As we have discovered, the Galatian people at one time fully and joyfully embraced grace and where thankful to Paul for teaching them about grace.
It filled them with joy to know that righteousness (being clean and pure before God, declared innocent of breaking the Ten Commandments, thus enabling them to have eternal life in God’s kingdom) was by grace through faith in Jesus.
Yet, when certain men came to Galatia from Jerusalem, they convinced the Galatian people that righteousness was not given by God as a free gift but must be earned by following the Law of Moses.
Consequently, they now rejected Paul and the message of grace given him by the resurrected, ascended Jesus.
Paul needed to re-establish his credibility with them so he could communicate, once again, the good news of grace to them.
To do this, Paul shared some of his journey from law to grace, from Judaism to Jesus.
We began this examination in the previous post.
In this post, we will examine another of Paul’s experiences that was pertinent to the Galatians as Paul wrote to convince them to return to the truth that righteousness comes by grace through faith in Jesus alone, apart from any works (Galatians 2:1-10).
This experience centers around James (the brother of Jesus) and Peter and John (from the twelve disciples of Jesus) (Galatians 2:9).
They were the leaders of the Jerusalem church, a church that believed Jesus was the Messiah (Israel's coming King to establish God’s kingdom on earth), yet a church that was still passionate about adhering to the Law of Moses for righteousness.
Paul writes about a time when he went up to Jerusalem to meet with leaders of the Jerusalem church (James, Peter, and John) to set before them the gospel of grace he taught in the Gentile cities (Galatians 2:1-10).

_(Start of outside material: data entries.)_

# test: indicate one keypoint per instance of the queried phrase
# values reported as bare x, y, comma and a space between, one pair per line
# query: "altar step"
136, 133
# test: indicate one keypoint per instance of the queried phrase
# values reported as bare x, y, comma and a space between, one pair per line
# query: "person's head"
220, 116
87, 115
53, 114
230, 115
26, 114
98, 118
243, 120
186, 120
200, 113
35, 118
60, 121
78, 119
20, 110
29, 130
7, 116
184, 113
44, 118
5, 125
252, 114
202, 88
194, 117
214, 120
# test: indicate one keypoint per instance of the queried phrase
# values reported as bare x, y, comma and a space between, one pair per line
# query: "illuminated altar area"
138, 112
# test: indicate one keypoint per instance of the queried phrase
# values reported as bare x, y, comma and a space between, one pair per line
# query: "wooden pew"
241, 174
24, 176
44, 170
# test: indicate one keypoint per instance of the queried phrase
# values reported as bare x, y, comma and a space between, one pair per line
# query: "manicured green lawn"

The reason Paul went to Jerusalem was because of a revelation given to him by Jesus, telling Paul to go to Jerusalem and explain to the leaders the truth of grace - the gospel - that righteousness comes by grace through faith in Jesus (Galatians 2:2).
The reason Jesus sent Paul to Jerusalem was because the opponents of grace and proponents of law were the leaders of the Jerusalem church - James, Peter, and John (Galatians 2:9).

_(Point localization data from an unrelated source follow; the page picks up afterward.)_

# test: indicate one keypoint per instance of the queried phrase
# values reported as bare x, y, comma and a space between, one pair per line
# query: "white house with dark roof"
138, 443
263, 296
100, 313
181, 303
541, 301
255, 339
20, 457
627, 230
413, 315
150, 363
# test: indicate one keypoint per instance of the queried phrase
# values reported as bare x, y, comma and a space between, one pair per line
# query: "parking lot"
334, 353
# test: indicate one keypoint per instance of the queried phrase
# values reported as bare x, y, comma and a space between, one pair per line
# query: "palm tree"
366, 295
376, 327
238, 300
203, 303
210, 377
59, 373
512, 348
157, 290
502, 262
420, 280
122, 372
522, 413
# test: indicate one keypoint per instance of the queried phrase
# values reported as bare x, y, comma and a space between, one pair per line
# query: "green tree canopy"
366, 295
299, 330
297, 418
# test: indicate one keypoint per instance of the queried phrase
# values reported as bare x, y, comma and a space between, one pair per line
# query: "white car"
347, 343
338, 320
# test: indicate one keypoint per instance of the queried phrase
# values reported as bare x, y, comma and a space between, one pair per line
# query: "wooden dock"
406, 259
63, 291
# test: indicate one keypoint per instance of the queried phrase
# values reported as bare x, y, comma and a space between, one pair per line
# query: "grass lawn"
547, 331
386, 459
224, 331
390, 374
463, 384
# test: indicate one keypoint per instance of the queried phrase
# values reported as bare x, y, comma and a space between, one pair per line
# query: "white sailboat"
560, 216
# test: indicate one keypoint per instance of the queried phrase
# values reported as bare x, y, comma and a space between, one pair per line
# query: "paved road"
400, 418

The Jerusalem church was sending out spies into the cities where Paul started grace churches to spy on the freedom from the law and freedom in Christ Paul taught (Galatians 2:4, 12).

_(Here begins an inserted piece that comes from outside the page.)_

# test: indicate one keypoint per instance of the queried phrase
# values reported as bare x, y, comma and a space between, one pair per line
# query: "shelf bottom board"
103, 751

The spies would seek to destroy the reputation of Paul and the message of grace for the purpose of enslaving people to the Law of Moses.
What was happening in Galatia had previously happened in Antioch, and Paul recounts this event in his letter to the Galatians (Galatians 2:1-21).
The false brothers from Jerusalem, those who taught righteousness came through faith in Jesus plus obedience to the Law of Moses, came to Antioch to oppose the message Jesus gave Paul, that righteousness is by grace through faith in Jesus alone, apart from works (Acts 14:26-15:1).
The church in Antioch was established by Barnabas and Paul in the truths of grace (Acts 11:19-29).
The false brothers infiltrated the church in Antioch, pretending to be grace believers (Acts 15:1).
They did this to spy on the freedom from the law believers have in Christ and then to enslave believers to the law (Galatians 2:4).
After listening to the teaching that righteousness comes by grace through faith in Jesus, apart from the law, and seeing the people did not follow the Law of Moses, these false brothers revealed who they really where and why they were really involved in the Antioch church...to put people back under the Law of Moses to earn righteousness (Acts 15:1)!
Yet Paul and Barnabas did not give into them, not even for a second, so that the good news of grace might remain in Antioch (Galatians 2:5).
Paul and Barnabas entered into sharp debate with these false brothers, proclaiming that righteousness is by grace through faith in Jesus alone (Acts 15:2).
It was at this point, Paul, Barnabas, and Titus went up to Jerusalem (Galatians 2:1) to present the good news of grace to its leaders (Galatians 2:2 - James, Peter, and John) - that righteousness comes by grace through faith in
Jesus and not by following the Law of Moses (Acts 15:2).
The leaders of the Jerusalem church - James, Peter, and John, where highly influential and respected pillars of the church (Galatians 2:9).
Yet Paul was not intimidated by them, nor did he hold them in high esteem because the people they were and positions they held.
After presenting the good news of grace to them, they became aware God had given Paul the message of grace, agreed with it (Acts 15:11), and extended their hands to him in a friendly handshake, wishing Paul well as he carried out the mission given to him by Jesus of taking God’s grace into cities (Galatians 2:6-10).
To read more about Paul’s presentation of the gospel of grace to the leaders of the Jerusalem church, read Acts 15.
Why did Paul recount this event in his letter to the Galatians (chapter 2)?
The reason was because the Galatian people held James, Peter, and John in high esteem because of the people they were and positions they held.
So if Paul could convince the Galatians that James, Peter, and John now agreed with him that righteousness comes by grace through faith in Jesus (Acts 15:11), and not through the Law of Moses, then the Galatian people should agree with Paul as well by returning to grace and turning away from the law for righteousness.
And just as James, Peter, and John reached out their hands to Paul in a friendly handshake, where they all agreed on the message of grace, the Galatians should reach their hands out to Paul too, ending their hostility to him and renewing their friendship with him.